Opting for a managed PKI (MPKI) provider can streamline the process and ease the burdens of internal management. Third-party MPKI providers specialize in facilitating the setup and maintenance of private CAs, offering a range of benefits that simplify the entire process.

  • Expert Guidance and Support: Avoid the hassle of recruiting and training internal PKI experts. With a third-party MPKI provider, you get a team of skilled professionals well-versed in PKI management. From initial setup to ongoing maintenance, security operations, and compliance, these experts handle everything, ensuring your private CA operates smoothly and securely.
  • Centralized Certificate Management: Gone are the days of navigating complex certificate management processes. Third-party MPKI providers offer centralized, user-friendly dashboards for easy certificate lifecycle management. With everything you need in a single interface, you gain visibility and control over certificates without the headache of multiple systems.
  • Pre-Defined Certificate Policies: Creating certificate policies from scratch can be daunting. Fortunately, MPKI providers take care of the difficult work, so you don’t have to. Their pre-defined certificate policies reduce the risk of unscheduled downtime and outages, ensuring your private CA operates according to industry best practices.
  • Cost-Efficiency and Convenience: Depending on the size of your organization and network, internal management of a private CA may require considerable investment in software and IT infrastructure. Choosing a managed PKI solution could be cheaper in the long run. The proven and reliable software of an MPKI provider comes with excellent support and quiet work in the background, allowing you to focus on other priorities.

Bottom Line

We’ve answered the “how to become a certificate authority” question. Now, it’s your turn to decide what kind of CA to establish. And, considering the huge investments and compliance requirements for public CAs, the obvious choice is a private certificate authority.

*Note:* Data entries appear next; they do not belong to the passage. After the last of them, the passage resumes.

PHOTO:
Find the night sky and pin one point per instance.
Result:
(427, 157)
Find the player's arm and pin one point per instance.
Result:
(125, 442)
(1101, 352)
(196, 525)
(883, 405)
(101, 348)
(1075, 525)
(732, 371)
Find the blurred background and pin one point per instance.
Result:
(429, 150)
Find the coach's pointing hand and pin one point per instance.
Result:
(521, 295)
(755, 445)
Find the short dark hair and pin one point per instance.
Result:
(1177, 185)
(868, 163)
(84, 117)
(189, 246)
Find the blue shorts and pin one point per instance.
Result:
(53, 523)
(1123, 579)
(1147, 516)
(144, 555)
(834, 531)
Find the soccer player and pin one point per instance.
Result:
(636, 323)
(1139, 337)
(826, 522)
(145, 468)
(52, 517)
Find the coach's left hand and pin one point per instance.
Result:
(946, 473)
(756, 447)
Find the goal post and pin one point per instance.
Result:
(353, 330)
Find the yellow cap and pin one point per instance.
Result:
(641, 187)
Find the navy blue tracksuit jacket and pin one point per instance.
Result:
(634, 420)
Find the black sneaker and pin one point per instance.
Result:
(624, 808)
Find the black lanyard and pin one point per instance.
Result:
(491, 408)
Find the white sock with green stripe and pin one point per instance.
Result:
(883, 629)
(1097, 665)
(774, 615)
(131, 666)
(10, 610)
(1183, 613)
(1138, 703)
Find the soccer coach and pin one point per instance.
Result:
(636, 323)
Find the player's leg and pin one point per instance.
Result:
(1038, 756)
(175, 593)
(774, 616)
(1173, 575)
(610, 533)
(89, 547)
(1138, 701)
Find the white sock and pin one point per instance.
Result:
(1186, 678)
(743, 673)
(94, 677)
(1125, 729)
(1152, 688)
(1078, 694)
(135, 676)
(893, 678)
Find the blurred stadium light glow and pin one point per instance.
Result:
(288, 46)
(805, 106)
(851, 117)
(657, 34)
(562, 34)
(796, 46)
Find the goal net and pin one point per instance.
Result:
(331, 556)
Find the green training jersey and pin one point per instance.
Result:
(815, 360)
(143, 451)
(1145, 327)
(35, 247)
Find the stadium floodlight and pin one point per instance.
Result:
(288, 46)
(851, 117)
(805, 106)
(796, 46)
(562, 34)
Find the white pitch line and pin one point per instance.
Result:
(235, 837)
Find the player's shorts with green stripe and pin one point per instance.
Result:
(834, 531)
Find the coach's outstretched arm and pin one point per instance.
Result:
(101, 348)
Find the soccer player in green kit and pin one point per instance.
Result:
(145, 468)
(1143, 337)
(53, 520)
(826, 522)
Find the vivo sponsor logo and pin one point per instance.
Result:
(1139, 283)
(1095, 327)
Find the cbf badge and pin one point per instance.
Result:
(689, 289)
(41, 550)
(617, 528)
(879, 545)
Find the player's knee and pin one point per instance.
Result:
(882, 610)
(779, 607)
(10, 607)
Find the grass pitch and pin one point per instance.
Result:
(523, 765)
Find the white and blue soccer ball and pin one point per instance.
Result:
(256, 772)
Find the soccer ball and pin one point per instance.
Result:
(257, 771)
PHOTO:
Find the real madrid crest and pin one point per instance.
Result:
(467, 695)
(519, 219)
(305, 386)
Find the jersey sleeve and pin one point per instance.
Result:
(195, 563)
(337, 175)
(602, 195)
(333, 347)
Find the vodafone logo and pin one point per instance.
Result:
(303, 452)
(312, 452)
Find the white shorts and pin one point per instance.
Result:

This article provides an extensive overview of what it takes to set up your own CA. Follow our guidelines as a starting point and adjust them according to your budget and particular security needs. Your most important decision will be between building your own private CA or outsourcing it to a third party. Ask your IT department or security specialists to assess your internal capabilities and help you pick the most efficient option.